Schandra Singh – God Don’t Like Ugly (Works)
Schandra Singh – God Don’t Like Ugly Press Release
Thomas Erben is pleased to present the gallery’s first solo exhibition with Schandra Singh, after her inclusion in two group shows, in 2012 and 2013. Working in oil on exposed linen – often at a monumental scale – Singh takes on the fraught landscape of the vacation industry, letting intricate detail sprawl into sketch-like brushstrokes.
One of the most immediate features of Schandra Singh’s work is the almost grotesquely rendered bodies of her subjects, with the skin at first glance seemingly turned inside out, exposing muscle and tendons. The people depicted are brought so far into abstraction that the result is almost caricature-like, but Singh’s fervent devotion to detail turns them into so much more. Each painting becomes a complex landscape, where every minute variation in skin tone or fabric pattern, every facial highlight or gleam of sunlight in water is elaborated and expanded. Here lies the source of the carnal quality in Singh’s paintings: detail splinters into detail in a virtually fractal manner, transforming extremes of the flesh into intricate ornamentation. As if representing several realities at once, faces grow multiple eyes, bodies multiple limbs. Heads erupt in surreal imagery of animals, people, objects – thoughts, dreams and alternate futures taking physical form.

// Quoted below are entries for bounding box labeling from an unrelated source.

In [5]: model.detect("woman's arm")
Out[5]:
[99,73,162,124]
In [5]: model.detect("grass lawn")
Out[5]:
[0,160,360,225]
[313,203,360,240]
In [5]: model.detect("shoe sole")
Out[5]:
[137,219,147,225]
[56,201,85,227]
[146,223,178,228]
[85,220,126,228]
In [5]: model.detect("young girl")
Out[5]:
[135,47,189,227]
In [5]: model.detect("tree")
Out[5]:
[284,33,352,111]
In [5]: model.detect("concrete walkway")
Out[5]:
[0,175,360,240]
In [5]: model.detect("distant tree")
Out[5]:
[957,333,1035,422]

Singh’s method of arriving at the final result is an important aspect of her process. From hundreds of photos from vacation locations, one is selected, and translated through an extensive series of drawings. One of these, in turn, is used as a basis for a painting, often incorporating elements from several other sketches. Each step removes the image further from the subject, turning the person from an individual into a projection of the artist’s psyche, filtered through the facets of her own gaze. And as she turns her eye to tourists and hotel staff alike, everyone is immersed in the same kaleidoscopic universe.

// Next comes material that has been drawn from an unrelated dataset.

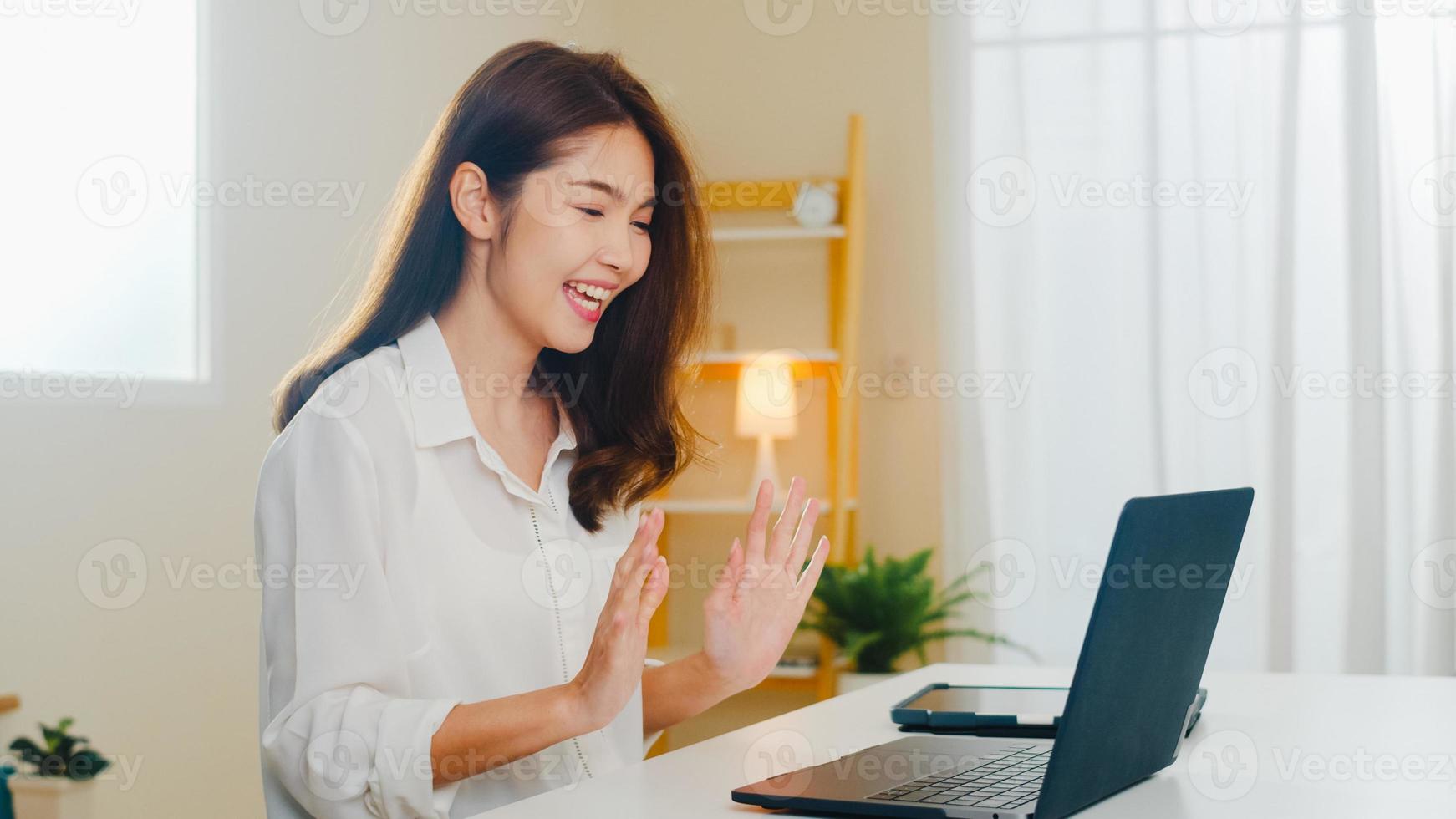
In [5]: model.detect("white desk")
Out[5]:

In a world where representation of The Other has become increasingly difficult, Singh uses her fractured visuality as an equalizing element. The surface of a swimming pool takes on the same shattered structure as the wrinkled stripes of a maid’s uniform; all her subjects are enfolded into one fluid pattern. Puppets both of the artist’s will and of ever expanding global forces, they seem both anxious and exhilarated, with their internal turmoil laid bare. As cooling water merges with emotional chaos, they are all faced with a similar choice – to go with the flow or struggle against the currents.

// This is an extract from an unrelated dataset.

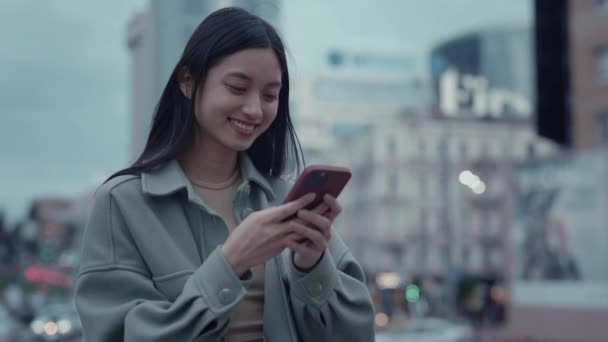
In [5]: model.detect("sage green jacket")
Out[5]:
[75,154,374,342]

Schandra Singh (b. 1977, Suffern, NY) completed her BFA (1999) at the Rhode Island School of Design and went on to receive her MFA in painting (2006) at Yale. She had solo exhibitions at Nature Morte, Berlin (2011), Bose Pacia, New York (2010), Galerie Bertrand & Gruner, Geneva, (2008) and has shown internationally, most notably in The Empire Strikes Back, Saatchi Gallery, London, The Silk Road, Saatchi Gallery at Lille 3000, Lille (both 2010), and India Xianzai, MoCA Shanghai (2009). The artist lives and works in Poughkeepsie, NY.
The exhibition is accompanied by a catalogue with an interview by Ellen Gallagher, a conversation with Huma Bhabha and Jason Fox, as well as an essay by Greg Tate.